I drove out to the Antelope Valley California Poppy Reserve. From a distance it looked like a monstrous chemical spill. The poppies were everywhere, inside the reserve and outside of it. Once I got there I was surprised how many people were there. Fortunately the many windy trails did a pretty good job dispersing the crowd. Of course everyone and their grandmother were carrying cameras. Me too of course: just another camera wielding lemming.

I was pondering about the role of the camera in hour leisure time. There seems to be this pressure to be having "fun" in our free time. The standard monday morning questions in the office are: "What did you do this weekend?" or "How was your weekend?". To the latter I usually reply "short" and that successfully diverts the course, but there is this lingering sense that I'm not utilizing my free time to the fullest, I should have gone bungee jumping, ran a marathon, gone to the beach, to a party, something. Vacations are the same thing in overdrive. If you are out of the office for a week or more you better be traveling or you are a some sort of loser. When we travel there is the pressure to take photographs to prove that we were there, having fun. Sometimes I feel the recording our fun is getting in the way of experiencing it.
I like driving around on little 2-lane highways. It's very relaxing. I saw some sagebrush that from a distance looked like a flock of sheep standing extremely still. Then I realized they were a flock of sheep standing extremely still. They were grazing.


Fred said...

Your comment--"Sometimes I feel the recording our fun is getting in the way of experiencing it."--struck a chord.
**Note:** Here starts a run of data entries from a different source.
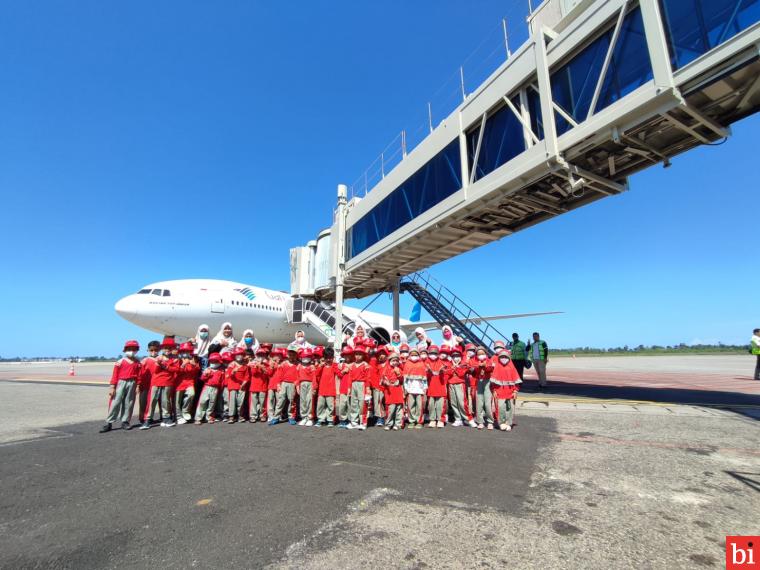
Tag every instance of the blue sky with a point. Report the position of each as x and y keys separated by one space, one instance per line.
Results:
x=143 y=141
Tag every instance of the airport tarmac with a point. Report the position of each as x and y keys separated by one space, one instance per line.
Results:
x=580 y=482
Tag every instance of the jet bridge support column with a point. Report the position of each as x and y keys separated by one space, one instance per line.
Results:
x=341 y=263
x=396 y=294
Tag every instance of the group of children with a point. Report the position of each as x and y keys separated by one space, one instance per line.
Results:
x=381 y=385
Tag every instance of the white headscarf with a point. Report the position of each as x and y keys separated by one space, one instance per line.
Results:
x=201 y=345
x=254 y=345
x=231 y=342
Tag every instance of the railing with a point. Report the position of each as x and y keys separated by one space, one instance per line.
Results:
x=493 y=50
x=457 y=307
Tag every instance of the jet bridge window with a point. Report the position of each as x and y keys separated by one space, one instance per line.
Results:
x=574 y=84
x=694 y=27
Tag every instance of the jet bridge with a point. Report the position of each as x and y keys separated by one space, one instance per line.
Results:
x=601 y=90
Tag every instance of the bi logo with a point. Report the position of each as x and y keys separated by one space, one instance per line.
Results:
x=741 y=552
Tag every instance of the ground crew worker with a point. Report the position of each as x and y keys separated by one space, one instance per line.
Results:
x=518 y=354
x=126 y=373
x=755 y=348
x=538 y=353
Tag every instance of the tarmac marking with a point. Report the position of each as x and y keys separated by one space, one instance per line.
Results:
x=657 y=444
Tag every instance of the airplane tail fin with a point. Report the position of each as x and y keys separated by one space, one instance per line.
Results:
x=416 y=313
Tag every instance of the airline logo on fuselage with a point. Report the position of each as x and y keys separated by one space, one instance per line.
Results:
x=247 y=293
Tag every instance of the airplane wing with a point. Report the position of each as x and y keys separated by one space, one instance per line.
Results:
x=432 y=325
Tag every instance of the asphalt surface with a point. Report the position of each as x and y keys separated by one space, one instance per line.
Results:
x=579 y=485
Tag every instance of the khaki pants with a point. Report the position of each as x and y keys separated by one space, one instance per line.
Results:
x=414 y=403
x=540 y=366
x=325 y=408
x=207 y=403
x=285 y=397
x=123 y=402
x=235 y=399
x=395 y=416
x=306 y=397
x=483 y=402
x=184 y=404
x=256 y=405
x=378 y=403
x=457 y=402
x=435 y=409
x=356 y=406
x=160 y=396
x=506 y=411
x=343 y=407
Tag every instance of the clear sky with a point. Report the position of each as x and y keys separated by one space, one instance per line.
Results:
x=142 y=141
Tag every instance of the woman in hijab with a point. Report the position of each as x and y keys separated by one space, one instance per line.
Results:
x=224 y=341
x=249 y=342
x=201 y=342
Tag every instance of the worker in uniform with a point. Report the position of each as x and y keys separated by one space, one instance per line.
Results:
x=538 y=354
x=212 y=379
x=518 y=354
x=185 y=393
x=124 y=379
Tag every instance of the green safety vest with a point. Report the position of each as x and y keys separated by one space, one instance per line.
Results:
x=518 y=350
x=541 y=350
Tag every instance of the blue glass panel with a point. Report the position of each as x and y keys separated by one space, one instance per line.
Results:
x=694 y=27
x=503 y=140
x=574 y=83
x=437 y=180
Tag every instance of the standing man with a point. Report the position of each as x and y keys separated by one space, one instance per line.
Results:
x=755 y=348
x=518 y=354
x=538 y=353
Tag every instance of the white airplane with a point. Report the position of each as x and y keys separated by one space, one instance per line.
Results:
x=179 y=307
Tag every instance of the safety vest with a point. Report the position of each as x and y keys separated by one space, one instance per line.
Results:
x=541 y=350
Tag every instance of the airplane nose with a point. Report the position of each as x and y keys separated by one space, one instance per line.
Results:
x=126 y=307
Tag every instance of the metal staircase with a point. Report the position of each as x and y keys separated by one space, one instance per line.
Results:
x=448 y=309
x=321 y=315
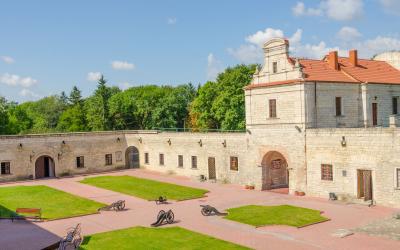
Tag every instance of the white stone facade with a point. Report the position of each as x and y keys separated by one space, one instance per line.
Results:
x=304 y=133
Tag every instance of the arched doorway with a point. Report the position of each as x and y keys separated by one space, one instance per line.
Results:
x=132 y=157
x=274 y=171
x=44 y=167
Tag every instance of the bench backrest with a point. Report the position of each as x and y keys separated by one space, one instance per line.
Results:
x=28 y=210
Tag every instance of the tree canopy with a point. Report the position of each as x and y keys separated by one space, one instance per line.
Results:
x=217 y=104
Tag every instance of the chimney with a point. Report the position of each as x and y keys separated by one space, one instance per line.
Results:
x=353 y=57
x=333 y=60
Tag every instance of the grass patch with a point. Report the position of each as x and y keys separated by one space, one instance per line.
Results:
x=154 y=238
x=275 y=215
x=144 y=188
x=55 y=204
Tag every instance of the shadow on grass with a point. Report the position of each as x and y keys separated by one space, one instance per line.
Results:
x=6 y=213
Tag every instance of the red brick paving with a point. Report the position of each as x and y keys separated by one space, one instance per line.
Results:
x=23 y=235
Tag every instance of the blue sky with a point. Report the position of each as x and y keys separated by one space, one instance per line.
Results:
x=49 y=46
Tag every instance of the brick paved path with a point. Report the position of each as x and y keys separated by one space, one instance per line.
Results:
x=22 y=235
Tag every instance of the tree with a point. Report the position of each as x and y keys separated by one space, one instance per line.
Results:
x=75 y=97
x=97 y=106
x=3 y=115
x=220 y=104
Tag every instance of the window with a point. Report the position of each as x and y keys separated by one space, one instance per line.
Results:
x=180 y=161
x=234 y=163
x=108 y=159
x=118 y=156
x=338 y=103
x=326 y=172
x=194 y=161
x=161 y=159
x=394 y=105
x=397 y=177
x=80 y=162
x=275 y=67
x=5 y=168
x=272 y=108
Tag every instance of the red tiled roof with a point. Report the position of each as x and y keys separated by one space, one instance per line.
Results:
x=369 y=71
x=258 y=85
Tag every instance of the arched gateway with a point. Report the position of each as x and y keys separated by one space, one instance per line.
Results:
x=274 y=171
x=44 y=167
x=132 y=157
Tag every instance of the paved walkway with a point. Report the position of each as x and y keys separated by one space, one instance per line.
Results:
x=22 y=235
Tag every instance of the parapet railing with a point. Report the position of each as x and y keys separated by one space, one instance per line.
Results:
x=193 y=130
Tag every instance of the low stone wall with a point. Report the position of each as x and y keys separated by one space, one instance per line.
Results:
x=375 y=149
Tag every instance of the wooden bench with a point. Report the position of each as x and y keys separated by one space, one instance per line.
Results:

I used to carry a camera and take numerous photos when on a trip. After awhile I found that I couldn't remember the places I had visited.
I'd take out the slides and didn't recognize the place.

I left the camera at home and find I now have a much better memory "picture" of where I went. While at a viewpoint or a particular scenic spot, I see many people drive up, jump out, take a few phots, get back in, and drive off. I suspect that was me with a camera.

Vanda said...

Yes indeed. The camera has the tendency to became a barrier between the photographer and the world in more ways than one.